Каморин с живым интересом изучал пыльные фолианты по лингвистике и археологии. Казалось, это так просто: соотнести археологические находки с лингвистическими данными и доказать, что племена какой-нибудь ямной или трипольской культуры, известные до сих пор только по немым, грубым предметам, раскопанным в древних могилах, – это на самом деле арии, частью мигрировавшие на Индостан, частью ставшие предками славян и других европейских народов. Ведь изначальный пласт индоевропейских языков, общий для большинства из них, отражает тот же самый примитивный уровень материальной культуры, о котором свидетельствуют предметы, найденные в земле, в слоях, относящихся к пятому и четвертому тысячелетиям до нашей эры.
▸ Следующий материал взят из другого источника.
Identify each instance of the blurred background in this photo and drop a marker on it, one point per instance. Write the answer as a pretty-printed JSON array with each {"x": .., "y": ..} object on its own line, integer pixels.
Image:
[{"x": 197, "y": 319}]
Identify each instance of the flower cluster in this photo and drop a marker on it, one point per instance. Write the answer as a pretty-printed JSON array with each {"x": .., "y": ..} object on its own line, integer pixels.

Его волновало явно не случайное созвучие слов, означающих в разных языках одно и то же, например русское «мотыга», английское «mattock» и кельтское «mattoc» или русское «иго», латинское «jugum», древне-шведское «uk», готское «juk» и древне-исландское «ok». Мерещилась возможность вывести отсюда какие-то глубокие, неожиданные для других умозаключения, сделать прорыв в исторической науке. Хотя что еще могло это означать, кроме очевидного: что существовало культурное и языковое единство Европы в пору освоения земледелия?